O cenário deu a camisola vermelha a Ben O’Connor, australiano da AG2R que lidera agora a prova com 4m51s de vantagem para Primoz Roglic e 4m59s para João Almeida.

A Bora, de Roglic, teria vontade de ceder a vermelha, mas as contas da vantagem parecem ter saído ao lado. A Emirates não se sabe bem o que quis fazer nesta etapa. Ambas estão a jogar na roleta e podem acabar a perder tudo.

Darem tanta corda a O’Connor foi um erro gigantesco, e vão pagá-lo caro, ou foi uma opção de risco controlado e conseguirão reverter o cenário? A resposta não é óbvia e depende da forma em que está este ciclista.

O O’Connor que tanto prometeu em 2021 será um perigo e terá, provavelmente, a Vuelta “no bolso”, porque tirar-lhe quase cinco minutos não é uma brincadeira. O O’Connor de 2023 e 2024, que não cumpriu o que prometeu – e que já tinha perdido tempo nesta Vuelta –, poderá não ser um perigo assim tão grande, e perderá a liderança nas montanhas e no contra-relógio.

Lipowitz foi menos do que deveria ter sido

A etapa começou dentro do supermercado Carrefour de Jerez de la Frontera – sim, mesmo lá dentro – e quem decidiu fazer compras foi a Bora: comprou para si própria uma situação bastante complexa. Poderia ter sido genial para os interesses coletivos? Sim. Mas para Roglic poderia ser um problema difícil de resolver. E foi mesmo.

Na Vuelta 2023, Sepp Kuss, colega de Roglic, colocou-se em fuga e acabou por beneficiar da situação de corrida para ganhar quase três minutos aos rivais – que na altura ele ainda não sabia que seriam rivais. E o americano, teoricamente num pelouro que não era o seu, finalizou mesmo a Vuelta de camisola vermelha, obrigando os seus colegas, Roglic e Vingegaard, a assinarem um pacto de não-agressão, em nome das ajudas que Kuss lhes deu no passado.

Nesta quinta-feira, na Vuelta 2024, Florian Lipowitz, colega de Roglic, colocou-se em fuga, chegando a rolar com mais de cinco minutos de vantagem. A história estava a repetir-se, mesmo que Lipotwiz não tenha o nível que tinha Kuss e que, em rigor, a opção parecesse mais por cederem a liderança do que propriamente por a trocarem de Roglic para Lipowitz.

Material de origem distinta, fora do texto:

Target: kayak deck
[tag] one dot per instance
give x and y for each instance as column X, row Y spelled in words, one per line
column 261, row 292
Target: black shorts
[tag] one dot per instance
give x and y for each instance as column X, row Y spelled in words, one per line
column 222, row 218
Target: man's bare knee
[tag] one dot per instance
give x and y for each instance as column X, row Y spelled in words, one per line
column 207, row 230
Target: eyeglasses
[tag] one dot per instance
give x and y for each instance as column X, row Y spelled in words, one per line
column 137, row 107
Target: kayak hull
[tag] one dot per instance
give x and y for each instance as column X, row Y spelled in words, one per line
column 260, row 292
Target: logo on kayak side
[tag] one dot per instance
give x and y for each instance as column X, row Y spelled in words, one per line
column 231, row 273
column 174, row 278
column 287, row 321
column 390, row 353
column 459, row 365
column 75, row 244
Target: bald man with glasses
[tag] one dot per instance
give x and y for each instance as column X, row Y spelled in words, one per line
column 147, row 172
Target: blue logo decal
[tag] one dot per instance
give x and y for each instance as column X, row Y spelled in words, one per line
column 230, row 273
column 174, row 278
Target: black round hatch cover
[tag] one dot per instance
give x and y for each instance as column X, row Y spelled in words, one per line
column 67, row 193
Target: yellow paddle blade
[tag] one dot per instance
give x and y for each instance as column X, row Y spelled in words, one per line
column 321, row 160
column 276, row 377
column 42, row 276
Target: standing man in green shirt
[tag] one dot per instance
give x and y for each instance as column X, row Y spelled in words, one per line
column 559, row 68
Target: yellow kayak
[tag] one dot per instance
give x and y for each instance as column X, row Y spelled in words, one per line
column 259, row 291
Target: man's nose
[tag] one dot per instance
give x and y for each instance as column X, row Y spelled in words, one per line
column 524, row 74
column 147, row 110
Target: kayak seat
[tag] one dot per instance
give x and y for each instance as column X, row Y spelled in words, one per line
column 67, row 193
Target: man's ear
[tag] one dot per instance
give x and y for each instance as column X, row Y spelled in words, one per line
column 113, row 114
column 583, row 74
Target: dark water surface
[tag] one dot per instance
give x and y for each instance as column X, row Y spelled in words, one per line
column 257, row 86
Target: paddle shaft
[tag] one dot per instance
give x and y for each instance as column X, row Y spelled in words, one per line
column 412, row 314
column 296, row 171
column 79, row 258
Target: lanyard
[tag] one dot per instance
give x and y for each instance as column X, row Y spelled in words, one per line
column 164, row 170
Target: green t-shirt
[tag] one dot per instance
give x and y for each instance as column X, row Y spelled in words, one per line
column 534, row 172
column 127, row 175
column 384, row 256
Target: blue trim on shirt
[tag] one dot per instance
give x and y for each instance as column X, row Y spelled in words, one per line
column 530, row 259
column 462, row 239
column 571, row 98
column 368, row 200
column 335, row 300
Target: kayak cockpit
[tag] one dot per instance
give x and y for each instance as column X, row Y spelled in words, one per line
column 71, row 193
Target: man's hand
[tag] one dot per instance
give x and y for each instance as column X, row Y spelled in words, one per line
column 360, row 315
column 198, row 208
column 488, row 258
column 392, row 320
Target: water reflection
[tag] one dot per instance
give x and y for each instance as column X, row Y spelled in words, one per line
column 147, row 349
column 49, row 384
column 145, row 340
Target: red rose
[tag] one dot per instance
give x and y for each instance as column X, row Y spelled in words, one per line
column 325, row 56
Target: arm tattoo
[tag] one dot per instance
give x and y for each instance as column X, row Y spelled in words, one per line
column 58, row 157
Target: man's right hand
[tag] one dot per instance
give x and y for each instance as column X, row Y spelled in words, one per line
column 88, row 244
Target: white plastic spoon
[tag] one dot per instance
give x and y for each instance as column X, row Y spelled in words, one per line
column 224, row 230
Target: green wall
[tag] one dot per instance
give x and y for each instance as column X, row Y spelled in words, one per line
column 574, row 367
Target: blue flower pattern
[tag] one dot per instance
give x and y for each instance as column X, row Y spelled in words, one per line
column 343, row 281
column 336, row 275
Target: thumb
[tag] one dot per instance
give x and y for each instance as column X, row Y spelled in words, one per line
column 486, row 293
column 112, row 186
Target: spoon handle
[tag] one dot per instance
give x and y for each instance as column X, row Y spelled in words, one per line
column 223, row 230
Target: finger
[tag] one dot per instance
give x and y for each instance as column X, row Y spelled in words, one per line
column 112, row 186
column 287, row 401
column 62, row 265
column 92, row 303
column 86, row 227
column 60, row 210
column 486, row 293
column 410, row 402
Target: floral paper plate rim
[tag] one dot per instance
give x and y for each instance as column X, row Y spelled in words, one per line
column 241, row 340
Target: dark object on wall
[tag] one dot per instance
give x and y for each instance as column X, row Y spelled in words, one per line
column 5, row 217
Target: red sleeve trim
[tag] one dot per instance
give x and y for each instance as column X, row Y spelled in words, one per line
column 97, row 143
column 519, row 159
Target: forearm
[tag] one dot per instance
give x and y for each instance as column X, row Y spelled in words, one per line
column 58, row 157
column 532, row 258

Fosse como fosse, a Bora teria de decidir entre perseguir o seu próprio corredor, deixando claro que era tudo por Roglic e tirando o tapete ao seu aventureiro, ou parar de puxar no pelotão? Este segundo cenário, o mais óbvio, teria dois desfechos: ou ninguém ajudaria – e Roglic ficaria com a Vuelta a escapar-lhe – ou outras equipas entrariam ao trabalho, ajudando indiretamente Roglic. Até porque estava também em fuga Ben O’Connor, que não é alguém a quem se deva dar cinco minutos de vantagem.

A perseguição seria o papel teórico da Emirates, por exemplo, já que deixar Lipowitz seguir – e tendo a companhia de Ben O’Connor – seria deixar a Vuelta bastante difícil para João Almeida. Mas, por outro lado, quem perseguisse estaria a rebocar Roglic. A decisão não era evidente para as restantes equipas.

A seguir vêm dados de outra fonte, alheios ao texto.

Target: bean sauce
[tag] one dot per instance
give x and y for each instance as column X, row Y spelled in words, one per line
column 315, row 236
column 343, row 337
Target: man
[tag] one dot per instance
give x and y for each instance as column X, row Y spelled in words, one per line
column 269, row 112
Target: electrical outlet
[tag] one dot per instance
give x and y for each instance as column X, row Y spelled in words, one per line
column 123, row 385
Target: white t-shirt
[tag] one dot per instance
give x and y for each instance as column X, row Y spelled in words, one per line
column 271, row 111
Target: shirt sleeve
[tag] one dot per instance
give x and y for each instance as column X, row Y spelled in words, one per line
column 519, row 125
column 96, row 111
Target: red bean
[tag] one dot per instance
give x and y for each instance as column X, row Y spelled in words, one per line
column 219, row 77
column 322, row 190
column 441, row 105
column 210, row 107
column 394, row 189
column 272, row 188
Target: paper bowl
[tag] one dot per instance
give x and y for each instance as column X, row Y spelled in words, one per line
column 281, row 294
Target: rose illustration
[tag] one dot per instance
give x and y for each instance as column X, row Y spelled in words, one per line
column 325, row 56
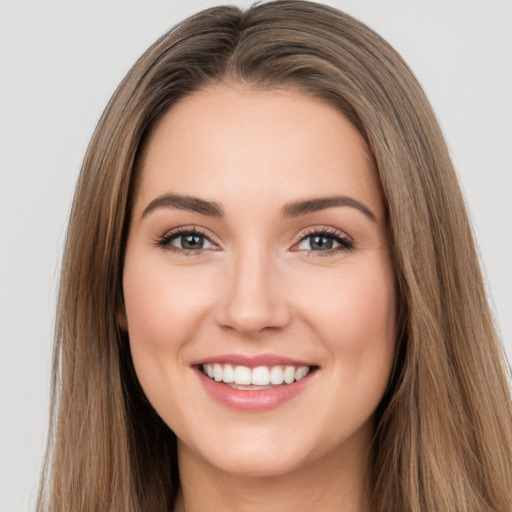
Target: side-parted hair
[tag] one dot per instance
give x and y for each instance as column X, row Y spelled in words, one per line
column 443, row 439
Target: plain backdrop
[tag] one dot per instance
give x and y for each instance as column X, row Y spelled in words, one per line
column 59, row 64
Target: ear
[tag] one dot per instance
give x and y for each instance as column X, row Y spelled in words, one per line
column 122, row 320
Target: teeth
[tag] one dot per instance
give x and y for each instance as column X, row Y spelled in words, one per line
column 259, row 376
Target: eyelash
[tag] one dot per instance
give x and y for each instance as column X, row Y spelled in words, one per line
column 345, row 244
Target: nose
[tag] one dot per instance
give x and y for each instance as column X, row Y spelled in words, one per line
column 252, row 296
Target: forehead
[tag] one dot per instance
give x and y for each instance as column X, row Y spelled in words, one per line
column 224, row 142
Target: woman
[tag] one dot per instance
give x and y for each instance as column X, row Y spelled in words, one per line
column 266, row 286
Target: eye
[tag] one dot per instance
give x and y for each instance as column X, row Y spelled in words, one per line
column 191, row 241
column 325, row 242
column 186, row 241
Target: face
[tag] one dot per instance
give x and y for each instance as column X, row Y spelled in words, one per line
column 257, row 254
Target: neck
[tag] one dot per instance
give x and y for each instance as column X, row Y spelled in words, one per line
column 336, row 482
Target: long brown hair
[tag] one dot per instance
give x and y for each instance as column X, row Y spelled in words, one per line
column 443, row 440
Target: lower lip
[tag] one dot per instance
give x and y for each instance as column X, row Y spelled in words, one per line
column 252, row 400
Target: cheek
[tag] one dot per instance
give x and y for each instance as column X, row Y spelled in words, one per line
column 354, row 313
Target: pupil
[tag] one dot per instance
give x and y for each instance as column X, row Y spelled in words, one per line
column 319, row 242
column 192, row 242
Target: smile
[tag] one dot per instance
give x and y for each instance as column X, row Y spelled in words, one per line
column 243, row 377
column 254, row 384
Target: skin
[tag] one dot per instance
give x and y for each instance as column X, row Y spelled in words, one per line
column 258, row 287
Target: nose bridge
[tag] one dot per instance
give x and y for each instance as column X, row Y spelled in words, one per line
column 253, row 298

O’Connor ainda ganhou tempo

O que se passou foi uma jogada de tremendo risco da Bora e da Emirates, O’Connor acabou por se isolar e Lipowitz falhou a única tarefa que poderia ter: não largar O’Connor um segundo que fosse.

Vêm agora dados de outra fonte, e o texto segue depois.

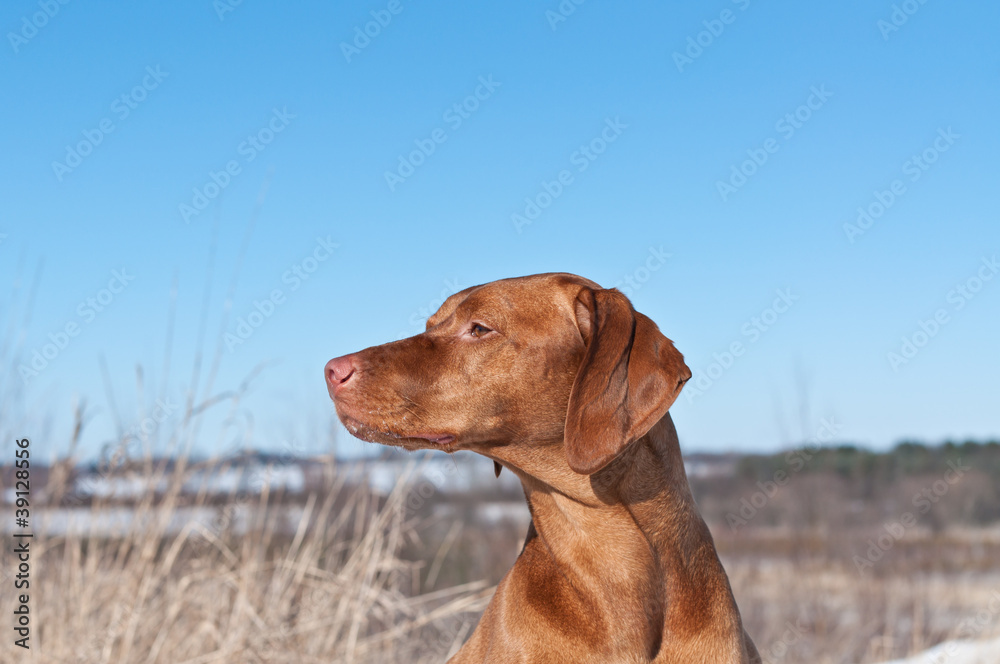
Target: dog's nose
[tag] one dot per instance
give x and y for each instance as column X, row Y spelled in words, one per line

Por um lado, isso estragou o plano de risco da Bora, mas, por outro, clarificou as movimentações da própria equipa e de todas as outras. A partir do momento em que o camisola vermelha passaria a ser O’Connor, e não Lipowitz, a Bora já não estaria a atacar o seu próprio homem e a Emirates já não estaria a ajudar Roglic de forma clara. E percebeu-se ainda cedo que Lipowitz não seria o que Kuss foi em 2023.

Com todos ao trabalho no pelotão, seria previsível ver uma redução grande da vantagem de O’Connor, mas o australiano estava com um ritmo tremendo, aumentando até a vantagem, apesar do esforço solitário contra um pelotão de várias equipas.

A “brincadeira” correu mal a muitas equipas e, com quase cinco minutos entre O’Connor e o resto do pódio, como vai ser? Teremos de esperar para ver. Em teoria, o O’Connor que vimos nesta quinta-feira não é o mesmo que estará no resto da Vuelta e é perfeitamente possível reverter a diferença. Mas essa teoria vai facilmente por água abaixo caso o australiano mantenha a forma que mostrou nesta quinta-feira. Se assim for, a Vuelta é dele.

Para esta sexta-feira está desenhada uma etapa com alguma pequena e média montanha, mas, caso a corrida não seja muito atacada, poderá dar para um final em sprint.